The names have been changed to protect my innocent friends. My boychiks were 7 and 10; Mike and Linda, who had invited us for seder, had four kids —all younger and antsier than mine. WE (our generation) made it through seders; these kids were raised on Sesame Street with 30-second attention spans and no hesitation about expressing their hunger/state of boredom/dislike of one another. We went through every word of the Maxwell House Coffee haggadah (good to the very last drop of Manischewitz), read slowly and carefully by Linda’s Orthodox father. (Everyone knows I’ve written my own [very short] haggadah, in language directed toward children; I was not asked to bring it). When it was FINALLY over, Linda and I, punchy with relief, started to get up to serve the food (the parsley and the matzo and bitter herbs didn’t count), but her father said, “Wait, I’m not happy with this; I think we should do it again in Hebrew.” Linda said, “Oh, Daddy, no.” Jay said, “Mr. Goldberg, the kids are getting pretty cranky, and none of them is old enough to know Hebrew.” But Mr. G. was determined, so we . . . did . . . it . . . again. I love ceremony; I love tradition; but sometimes enough is enough already. When we were invited to their next seder, we told them we'd already been invited elsewhere but were VERY sorry. What we were very sorry about was having been there in the first place. Our kids hated it.

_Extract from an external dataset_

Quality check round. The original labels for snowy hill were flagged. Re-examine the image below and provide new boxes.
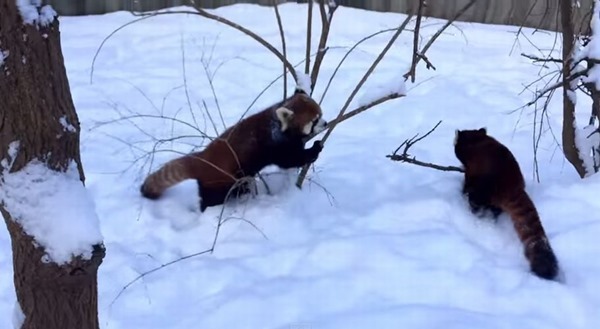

This is the kind of seder Bernie Madoff should be forced to sit through as part of his sentence. Hmmm, what DOES the prison system do with its Jewish inmates? Answer: If they had been upstanding mensch-type celebration-deserving Jews in the first place, they wouldn't BE in prison. Is federal funding used for the chrain?
Bernie should have said DAYENU after his first $10 million.